The Stradbroke, like beer off the wood at the Breakfast Creek followed by steak, is strictly Brisbane.
Perhaps the race is best served at Eagle Farm when the grass is intact but maintains its identity just across the road at Doomben today, hopefully without surface sludge.
Puritans decry handicaps in favour of weight-for-age events but the Eagle Farm Stradbroke over 1400 metres has been a major event on the Australian calendar and while it loses 50 metres at Doomben it remains intriguing with even more emphasis on launching pads.
My sermon today centres on barrier jockeys, a breed that is fast disappearing. Jim Cassidy, highlighted by his Stradbroke triumph on Rough Habit, was the last great exponent with Mick Dittman and George Moore being the most effective in the category under my eye.
Old timers told me the only change a bad starting position made to a good thing was make it longer odds. Tommy Smith, the master of Tulloch Lodge, wouldnt touch a hoop – no matter how many group ones to their credit -that he regarded as inferior at the break, accentuated by the stable jockeys that followed Moore: Kevin Langby, Malcolm Johnston, Dittman and Shane Dye.
Being fast out of the gates is one attribute but making full use of it with the touch and judgement to seize the situation was vital.
Take Cassidy and Rough Habit in the 1992 Stradbroke, related from his memoir Pumper, about a most memorable chapter of the sprint featuring one of the most charismatic winners.
“Rough Habit was small, he wasnt pretty,” he wrote with the assistance of Andrew Webster. “He had half a white eye and this ugly white blaze down his muzzle and his right nostril."
“Despite his size he manoeuvred through the field like a tank.
“I won three consecutive Doomben Cups [1991, 1992, 1993] on him and two Stradbrokes at Eagle Farm.
“It was the second Stradbroke most fans remember. He lumped 58.5kg and came out of barrier 20 in a field of 20, including Schillaci, the champion grey trained by Lee Freedman.”
Not only had Cassidy piloted the shortest course from no mans land, but Rough Habit equalled the modern day weight-carrying record also held by Campaign King (1988).
With so much surveillance, modern-day navigators stick more to lanes with the bleat of "riding for luck" becoming nauseous. It wasnt luck, fluke or godsend with Cassidy and Rough Habit but uncanny knack.
Great jockeys make their own luck. Maybe this is a stern assessment, particularly as those on horseback are now subjected to desktop experts who insist that their maps are followed. How could anyone tell Moore, Dittman and Cassidy how to handle a demanding situation in the saddle?
Again the best ride promises to win the Stradbroke. Two strong chances, Care To Think and Invincible Gem, have had recent efforts tarnished by wide gates and again fared badly with the draw.

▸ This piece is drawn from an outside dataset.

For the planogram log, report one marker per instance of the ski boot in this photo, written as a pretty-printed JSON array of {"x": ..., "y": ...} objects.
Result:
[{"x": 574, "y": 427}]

Care To Think will come in a few from 16 today in the final field so, too, will Invincible Gem (17). Neither is a good thing but given the right assistance, not luck, can win.
Yes, Tim Clark on Care To Think, inclined to charge when relax is a better attribute, will have to do a Cassidy on horse power less than Rough Habit while Brenton Avdulla, in peak form, has the confidence to get the best out of Invincible Gem and thats Happy Clapper form.
Meanwhile the three-year-old filly Champagne Cuddles, under Corey Brown and another possible victim of a bad gate last start, charts to get the perfect passage from the rails.
Keg Note: Beer off the wood, not tin or metal, is served from a barrel on the hotel counter with a short pull, renowned by ale drinkers. When first confronted with the situation I asked whether in the Queensland heat wouldnt the brew get warm? “It doesnt last long enough,” was the reply. In the company of Bundamba Slim and Rod Gallegos I saw many kegs heaved onto the counter to replace empties and the result never less than perfection.